Glitching in 3D: Low cost EMFI attacks

  Saturday, 24 February

  45 mins

DESCRIPTION

This work describes the process of performing a new fault injection attack. We begin with the test firmware we used to dial in the physical glitch parameters such as location, placement, etc. After dialing in these glitch parameters for maximum consistency, we target the boot ROM of the STM32F4. To determine where to place the glitch, we review the power trace of the boot ROM and an extracted boot ROM in ghidra. The first section of the talk will focus on traditional voltage glitching and power trace analysis.
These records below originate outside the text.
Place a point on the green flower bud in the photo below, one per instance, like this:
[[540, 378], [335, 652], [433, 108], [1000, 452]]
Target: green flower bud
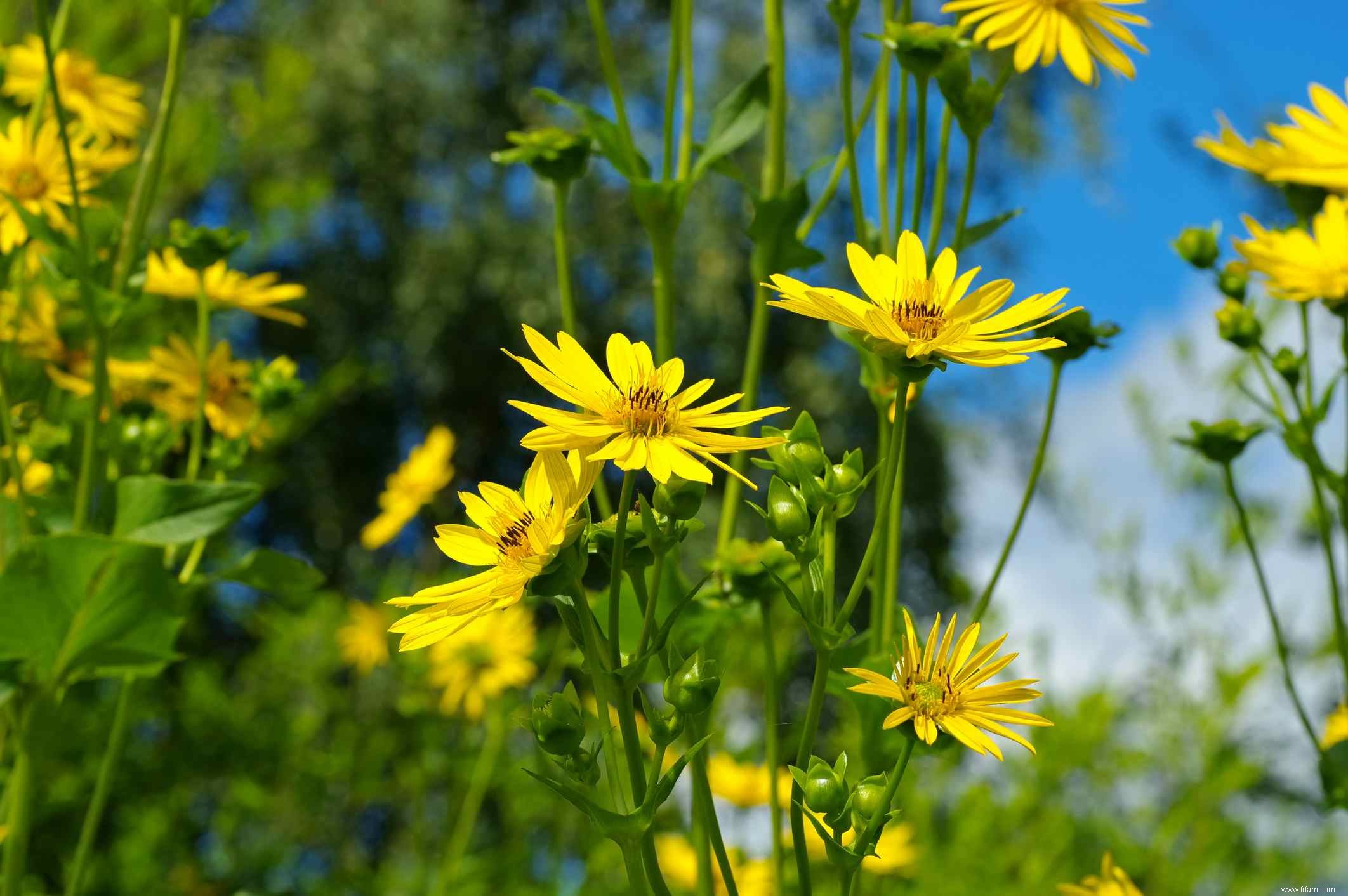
[[1223, 441], [1238, 325], [1199, 247], [867, 800], [788, 515], [680, 499], [1234, 280], [557, 723], [692, 686]]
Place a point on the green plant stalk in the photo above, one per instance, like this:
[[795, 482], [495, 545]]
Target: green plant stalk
[[1036, 469], [850, 135], [970, 168], [99, 802], [942, 176], [920, 155], [153, 158], [1279, 642]]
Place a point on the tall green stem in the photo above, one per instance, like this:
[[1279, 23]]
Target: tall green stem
[[1036, 468], [99, 802], [1279, 642]]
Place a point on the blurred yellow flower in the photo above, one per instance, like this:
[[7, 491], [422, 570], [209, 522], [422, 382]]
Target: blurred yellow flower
[[34, 475], [426, 471], [515, 537], [364, 639], [477, 663], [1336, 727], [744, 784], [939, 687], [638, 418], [909, 312], [104, 104], [1084, 31], [230, 409], [1302, 266], [1113, 881], [169, 275], [33, 170]]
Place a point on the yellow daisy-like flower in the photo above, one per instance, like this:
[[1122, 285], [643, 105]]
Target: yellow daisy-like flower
[[1336, 728], [479, 663], [230, 407], [104, 104], [425, 472], [927, 317], [515, 537], [1302, 266], [1113, 881], [33, 170], [169, 275], [1084, 31], [941, 686], [638, 419], [364, 639], [746, 784]]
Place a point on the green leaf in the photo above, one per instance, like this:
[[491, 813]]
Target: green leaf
[[735, 121], [984, 230], [85, 605], [604, 133], [164, 511]]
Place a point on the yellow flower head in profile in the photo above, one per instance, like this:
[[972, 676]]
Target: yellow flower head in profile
[[1085, 33], [1113, 881], [169, 275], [927, 317], [1336, 728], [941, 686], [230, 407], [104, 104], [746, 784], [479, 663], [33, 170], [515, 536], [638, 419], [364, 639], [426, 471], [1302, 266]]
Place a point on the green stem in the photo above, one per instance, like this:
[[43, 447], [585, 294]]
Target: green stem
[[850, 135], [920, 155], [970, 168], [942, 176], [93, 815], [1279, 642], [153, 158], [1036, 468]]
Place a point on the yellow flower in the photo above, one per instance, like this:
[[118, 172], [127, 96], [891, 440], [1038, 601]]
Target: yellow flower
[[1311, 148], [515, 537], [1302, 266], [1336, 728], [1084, 31], [744, 784], [33, 170], [638, 418], [939, 687], [1113, 881], [104, 104], [922, 315], [169, 275], [425, 472], [34, 475], [480, 662], [364, 639], [230, 409]]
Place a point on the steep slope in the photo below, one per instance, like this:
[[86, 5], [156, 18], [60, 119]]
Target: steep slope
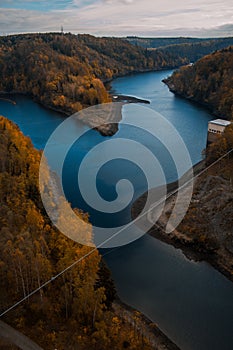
[[209, 82], [66, 72], [74, 310], [190, 49]]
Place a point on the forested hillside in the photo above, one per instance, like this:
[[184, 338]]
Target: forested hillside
[[66, 72], [209, 82], [190, 49], [74, 310]]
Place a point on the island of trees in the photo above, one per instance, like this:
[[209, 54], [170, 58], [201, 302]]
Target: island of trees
[[67, 72], [208, 82]]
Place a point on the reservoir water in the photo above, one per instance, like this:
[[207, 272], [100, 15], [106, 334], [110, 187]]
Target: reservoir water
[[191, 302]]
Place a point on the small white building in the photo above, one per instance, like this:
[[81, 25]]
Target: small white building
[[216, 127]]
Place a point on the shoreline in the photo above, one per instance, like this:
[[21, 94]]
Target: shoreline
[[190, 248], [149, 329]]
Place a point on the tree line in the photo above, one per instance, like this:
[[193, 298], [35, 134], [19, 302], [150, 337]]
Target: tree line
[[208, 81], [67, 72], [73, 311]]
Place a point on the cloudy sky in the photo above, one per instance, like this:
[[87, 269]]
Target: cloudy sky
[[201, 18]]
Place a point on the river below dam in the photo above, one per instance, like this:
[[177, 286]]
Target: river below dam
[[190, 301]]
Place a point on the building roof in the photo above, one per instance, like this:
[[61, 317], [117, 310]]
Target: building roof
[[221, 122]]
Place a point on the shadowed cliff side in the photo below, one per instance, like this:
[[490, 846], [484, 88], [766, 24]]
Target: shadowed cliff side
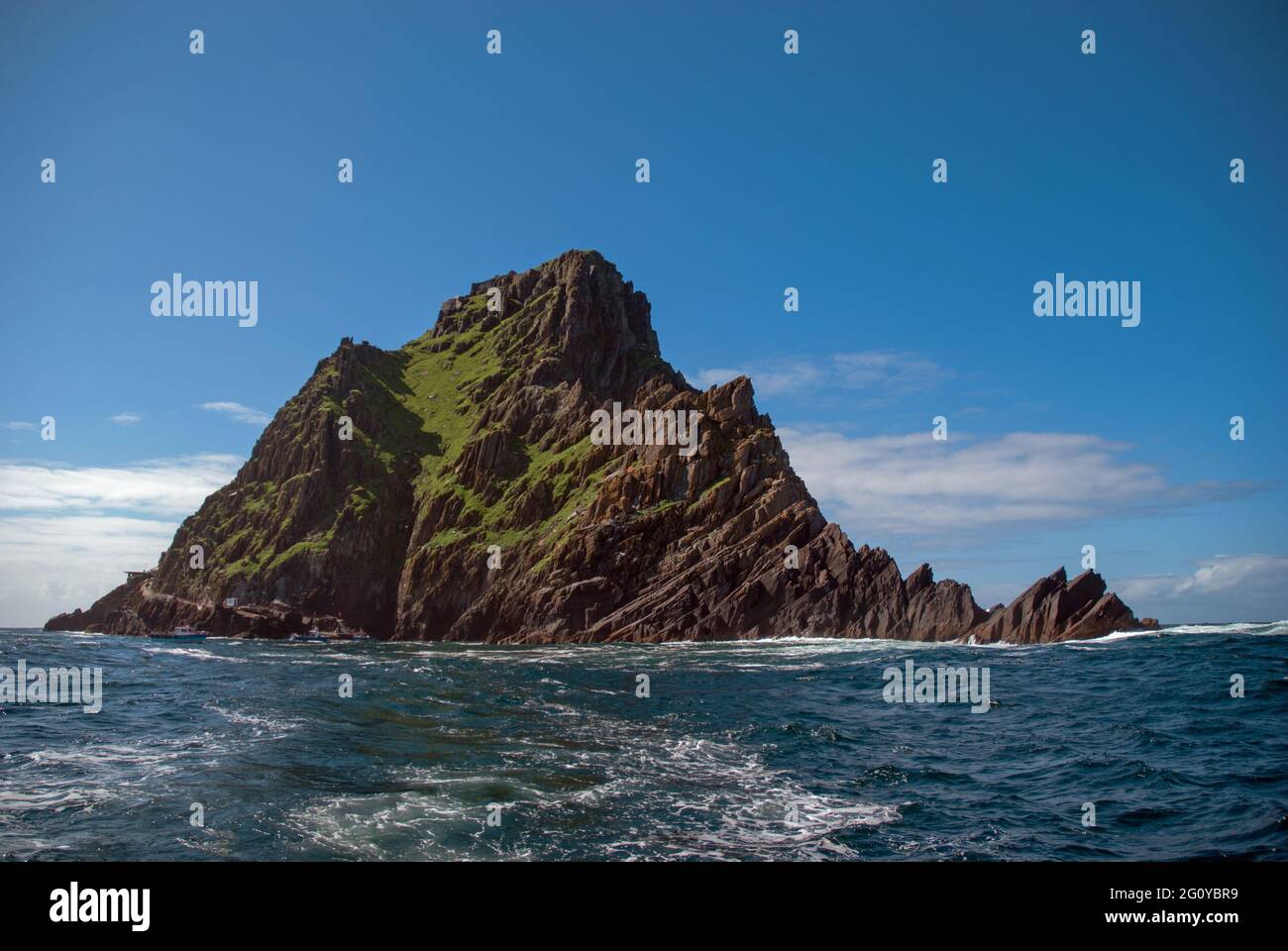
[[472, 504]]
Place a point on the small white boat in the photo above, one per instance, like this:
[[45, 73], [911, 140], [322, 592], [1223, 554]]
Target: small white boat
[[181, 633]]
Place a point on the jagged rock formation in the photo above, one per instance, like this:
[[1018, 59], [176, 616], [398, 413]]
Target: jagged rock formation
[[471, 504]]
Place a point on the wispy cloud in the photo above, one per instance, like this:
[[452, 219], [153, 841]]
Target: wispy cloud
[[914, 486], [885, 372], [67, 534], [156, 487], [243, 414], [1218, 575]]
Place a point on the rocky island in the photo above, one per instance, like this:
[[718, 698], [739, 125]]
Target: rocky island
[[450, 491]]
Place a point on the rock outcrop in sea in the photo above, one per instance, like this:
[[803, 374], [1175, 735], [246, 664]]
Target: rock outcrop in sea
[[472, 504]]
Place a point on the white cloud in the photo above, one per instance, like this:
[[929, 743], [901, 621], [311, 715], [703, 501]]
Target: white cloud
[[243, 414], [68, 534], [1220, 575], [54, 564], [888, 372], [912, 484], [155, 487]]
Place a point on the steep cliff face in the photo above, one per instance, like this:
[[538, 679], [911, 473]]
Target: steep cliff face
[[471, 502]]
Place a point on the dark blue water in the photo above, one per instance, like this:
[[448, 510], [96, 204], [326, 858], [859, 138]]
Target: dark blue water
[[733, 742]]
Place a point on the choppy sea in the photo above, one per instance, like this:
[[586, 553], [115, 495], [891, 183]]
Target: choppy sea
[[771, 750]]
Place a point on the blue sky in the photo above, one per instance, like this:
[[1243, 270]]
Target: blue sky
[[768, 170]]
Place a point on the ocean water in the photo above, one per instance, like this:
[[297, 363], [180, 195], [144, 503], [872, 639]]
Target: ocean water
[[741, 752]]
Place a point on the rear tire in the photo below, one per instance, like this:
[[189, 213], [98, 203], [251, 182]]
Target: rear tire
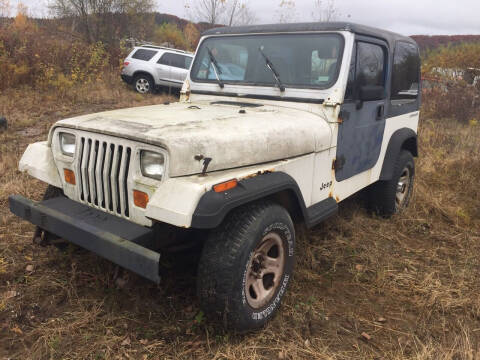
[[143, 84], [389, 197], [246, 265]]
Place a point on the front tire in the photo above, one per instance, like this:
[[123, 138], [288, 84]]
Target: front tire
[[389, 197], [246, 265]]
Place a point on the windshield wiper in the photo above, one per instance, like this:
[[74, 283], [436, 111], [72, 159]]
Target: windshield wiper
[[273, 70], [216, 67]]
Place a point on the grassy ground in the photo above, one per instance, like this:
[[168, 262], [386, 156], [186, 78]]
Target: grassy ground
[[409, 284]]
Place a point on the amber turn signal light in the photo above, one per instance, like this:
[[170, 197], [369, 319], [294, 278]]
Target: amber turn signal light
[[69, 176], [227, 185], [140, 199]]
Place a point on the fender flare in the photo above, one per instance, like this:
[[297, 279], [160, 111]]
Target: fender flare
[[213, 207], [402, 139]]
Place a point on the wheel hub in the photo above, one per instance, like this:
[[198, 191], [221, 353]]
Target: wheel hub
[[265, 271]]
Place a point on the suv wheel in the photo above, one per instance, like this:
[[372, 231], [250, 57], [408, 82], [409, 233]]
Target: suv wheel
[[246, 265], [143, 84], [392, 196]]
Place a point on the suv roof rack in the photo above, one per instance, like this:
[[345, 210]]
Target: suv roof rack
[[164, 48]]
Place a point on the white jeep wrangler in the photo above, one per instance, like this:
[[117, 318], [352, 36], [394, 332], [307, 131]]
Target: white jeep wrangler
[[276, 123]]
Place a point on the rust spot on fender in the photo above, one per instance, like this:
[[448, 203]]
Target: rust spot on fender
[[260, 172]]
After demonstrating that a readout protection bypass is possible via voltage glitching, we will discuss the risk of these attacks and how they can permanently damage devices. Given this risk, we attempted to trigger the same glitch with an EMP instead of a traditional voltage glitch. Performing an EMFI attack introduces new variables, probe shape, placement, and pulse shape, to name a few.

While some tools exist to help instrument and perform EMFI attacks, they are prohibitively expensive and require bespoke training and extensive experience. We wanted to complete one of these attacks as cheaply as possible and utilize open-source hardware for the instrumentation of the EMP probe, leading us to use the PicoEMP to generate the EMP and a 3D printer to automate the positioning and placement of the probe.

After 3D printing a custom bracket for the EMP and developing software to control the printer, we could automate glitch data collection while instrumenting the X/Y/Z coordinates of the probe. We determined the optimal probe placement for performing our previously discovered RDP bypass using the resulting data. A portion of this talk will review that data and some of the tools we developed to help visualize the data collection results to determine optimal probe placement.

Using the probe placement data generated from our testing, we developed a consistent RDP bypass for the STM32F4 via a targeted EMP using the power trace analysis from our first glitch. This attack allowed for flash readout capabilities on locked STM32F4 processors. We also will discuss how we've used these tools and resulting workflows to target other microcontrollers, such as the Nuvoton M032 series.

After this talk, we will release the Jupyter notebooks, libraries, tools used to instrument the 3D printer, and the ChipWhisperer Husky and PicoEMP. We will also publish a long-form write-up (blog post) describing the process.